Etalocib is a small synthetic molecule by Lilly that binds to BLT1 on neutrophils. Etalocib has been studied for its potential therapeutic effects on cancer. In one phase 1 study, it was showed to stabilize cancer development in a few patients. However, when administered with gemcitabine, there was no significant effect on patient survival.
Amelubant is also a synthetic small molecule created by Boehringer Ingelheim. It can be converted into two active forms: BIIL 260 and BIIL 315. Several clinical trials have investigated this drug to investigate its effects on many different diseases including; adult chronic obstructive pulmonary disease (COPD), rheumatoid arthritis (RA), asthma, and cystic fibrosis (CF).

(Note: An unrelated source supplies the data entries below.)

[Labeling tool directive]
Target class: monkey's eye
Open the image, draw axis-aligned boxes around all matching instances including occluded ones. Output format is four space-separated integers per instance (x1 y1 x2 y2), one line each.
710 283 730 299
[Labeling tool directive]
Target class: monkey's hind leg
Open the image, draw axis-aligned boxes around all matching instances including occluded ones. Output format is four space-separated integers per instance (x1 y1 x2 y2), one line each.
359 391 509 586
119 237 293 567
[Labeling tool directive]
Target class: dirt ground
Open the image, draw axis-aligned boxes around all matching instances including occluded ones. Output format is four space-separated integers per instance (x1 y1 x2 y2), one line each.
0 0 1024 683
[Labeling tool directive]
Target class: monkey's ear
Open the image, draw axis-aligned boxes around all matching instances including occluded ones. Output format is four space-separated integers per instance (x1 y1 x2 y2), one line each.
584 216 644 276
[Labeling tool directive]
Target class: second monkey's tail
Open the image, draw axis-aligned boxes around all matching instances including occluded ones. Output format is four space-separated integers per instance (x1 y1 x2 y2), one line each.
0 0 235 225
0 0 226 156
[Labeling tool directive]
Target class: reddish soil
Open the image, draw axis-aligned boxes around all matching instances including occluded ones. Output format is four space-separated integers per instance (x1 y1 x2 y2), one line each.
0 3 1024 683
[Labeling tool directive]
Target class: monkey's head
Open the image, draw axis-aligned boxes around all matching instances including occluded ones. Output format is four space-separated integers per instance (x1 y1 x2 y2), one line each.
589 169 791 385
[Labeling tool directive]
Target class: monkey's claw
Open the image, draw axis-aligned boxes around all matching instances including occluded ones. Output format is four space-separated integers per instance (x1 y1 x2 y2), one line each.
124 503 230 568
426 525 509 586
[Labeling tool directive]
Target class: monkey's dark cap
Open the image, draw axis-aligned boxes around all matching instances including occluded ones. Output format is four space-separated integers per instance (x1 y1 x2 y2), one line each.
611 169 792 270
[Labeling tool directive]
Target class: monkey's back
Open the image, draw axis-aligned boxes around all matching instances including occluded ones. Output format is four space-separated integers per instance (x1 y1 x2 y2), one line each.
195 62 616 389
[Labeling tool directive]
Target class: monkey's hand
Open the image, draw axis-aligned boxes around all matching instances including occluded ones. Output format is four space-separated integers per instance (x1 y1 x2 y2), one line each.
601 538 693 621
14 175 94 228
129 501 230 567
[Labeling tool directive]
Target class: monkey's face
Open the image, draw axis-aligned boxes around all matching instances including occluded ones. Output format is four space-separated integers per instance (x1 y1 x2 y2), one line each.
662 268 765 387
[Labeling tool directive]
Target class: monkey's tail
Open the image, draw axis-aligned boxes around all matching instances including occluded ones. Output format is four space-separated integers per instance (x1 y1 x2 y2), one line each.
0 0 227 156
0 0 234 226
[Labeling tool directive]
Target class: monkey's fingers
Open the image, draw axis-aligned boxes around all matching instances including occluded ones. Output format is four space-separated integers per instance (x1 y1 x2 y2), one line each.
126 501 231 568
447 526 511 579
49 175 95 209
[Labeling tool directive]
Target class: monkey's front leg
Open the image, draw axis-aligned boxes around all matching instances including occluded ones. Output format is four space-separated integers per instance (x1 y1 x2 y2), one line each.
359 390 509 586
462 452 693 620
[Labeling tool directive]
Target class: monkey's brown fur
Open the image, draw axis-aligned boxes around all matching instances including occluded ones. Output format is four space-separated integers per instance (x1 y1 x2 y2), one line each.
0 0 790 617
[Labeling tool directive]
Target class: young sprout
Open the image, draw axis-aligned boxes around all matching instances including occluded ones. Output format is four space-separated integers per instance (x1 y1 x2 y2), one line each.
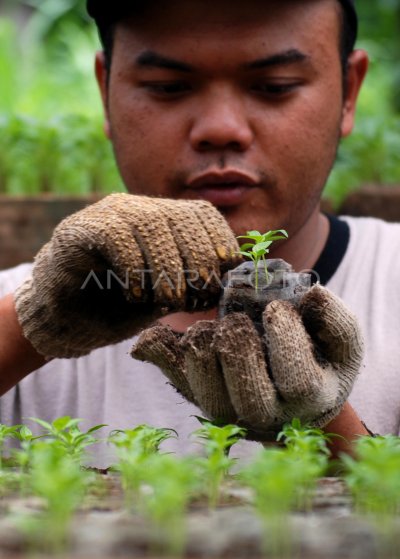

The studies found that the main active form in the blood is BIIL 315. While amelubant was found to reduce macrophage levels in patients with RA, no effects were observed in patients with COPD. However, another study found that BLT1 signaling is not a major contributing component to RA-related inflammation. The study involving children and adults with CF was ended prematurely due to major adverse side effects.
Eicosanoids are complex hormones that impact many aspects of our health. They come in good and bad forms and we should aim to eat more omega 3 than omega 6 to keep more good eicosanoids than bad. Too many bad eicosanoids lead to many diseases, even cancer, and causes accelerated gaining. In addition eicosanoids can be used to treat various diseases.